In one classroom, a group of students got a sars-science lesson from a national expert.
Sixth grade science class at Githens Middle School. But this isn't your typical science lesson, and the man in front of the class isn't your typical teacher. Dr. Bill Roper used to head the Centers For Disease Control, the government agency that is leading the American SARS investigation.
He's now dean of the school of public health at the University of North Carolina and still consults with the CDC, but today he's sharing his knowledge with students.

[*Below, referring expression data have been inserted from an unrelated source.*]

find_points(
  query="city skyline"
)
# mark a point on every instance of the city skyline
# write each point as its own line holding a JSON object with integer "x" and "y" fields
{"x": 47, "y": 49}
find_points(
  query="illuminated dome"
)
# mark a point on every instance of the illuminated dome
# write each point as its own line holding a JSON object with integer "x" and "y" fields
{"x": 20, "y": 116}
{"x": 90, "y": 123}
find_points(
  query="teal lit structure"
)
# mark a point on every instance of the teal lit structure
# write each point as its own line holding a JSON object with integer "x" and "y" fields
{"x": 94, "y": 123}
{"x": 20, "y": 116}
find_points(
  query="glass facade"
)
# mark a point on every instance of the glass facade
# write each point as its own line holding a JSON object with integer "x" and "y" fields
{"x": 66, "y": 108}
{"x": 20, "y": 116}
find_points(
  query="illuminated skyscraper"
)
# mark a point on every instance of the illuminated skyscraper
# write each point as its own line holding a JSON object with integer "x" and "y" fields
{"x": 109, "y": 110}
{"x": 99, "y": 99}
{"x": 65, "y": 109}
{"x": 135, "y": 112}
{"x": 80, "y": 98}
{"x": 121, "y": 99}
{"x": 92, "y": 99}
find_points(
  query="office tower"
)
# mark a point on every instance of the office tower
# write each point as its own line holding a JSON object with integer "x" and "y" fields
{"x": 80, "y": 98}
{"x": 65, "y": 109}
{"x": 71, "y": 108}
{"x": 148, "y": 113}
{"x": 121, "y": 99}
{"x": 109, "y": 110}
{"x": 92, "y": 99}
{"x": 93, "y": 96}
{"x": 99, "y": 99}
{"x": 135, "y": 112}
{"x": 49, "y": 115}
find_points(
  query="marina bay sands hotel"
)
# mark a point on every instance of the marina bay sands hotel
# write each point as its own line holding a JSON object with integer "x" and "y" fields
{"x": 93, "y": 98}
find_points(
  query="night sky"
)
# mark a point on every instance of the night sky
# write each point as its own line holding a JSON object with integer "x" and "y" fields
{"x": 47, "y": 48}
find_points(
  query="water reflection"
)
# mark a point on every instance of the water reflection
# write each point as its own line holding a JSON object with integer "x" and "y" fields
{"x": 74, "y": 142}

Many of the questions being asked in this classroom are being tackled by scientists and health officials around the world, a rare chance for students, getting to see medical detectives in action. “I learned that sars is a very quickly spreading disease with many symptoms," said one student.
"And I don't' want to catch it, cause I can die, and it's spreading over China rapidly," said a classmate.
Dr. Roper says parents should talk to their children about SARS, but stress that the risk here in this country is extremely rare. Scientists note that children aren't any more at risk of getting SARS than anyone else. Although the CDC and World Health Organization aren't publishing case counts with the patient's age, there does not seem to be many reports of kids with SARS.
There is some evidence that children may be resistant to the virus, but scientists say it's too early to speculate. "Many of these people had so much trouble breathing they had to be put on a respirator, know what a respirator is," said Dr. Roper, watching a disease outbreak unfold before their eyes. A lesson not found in any textbook.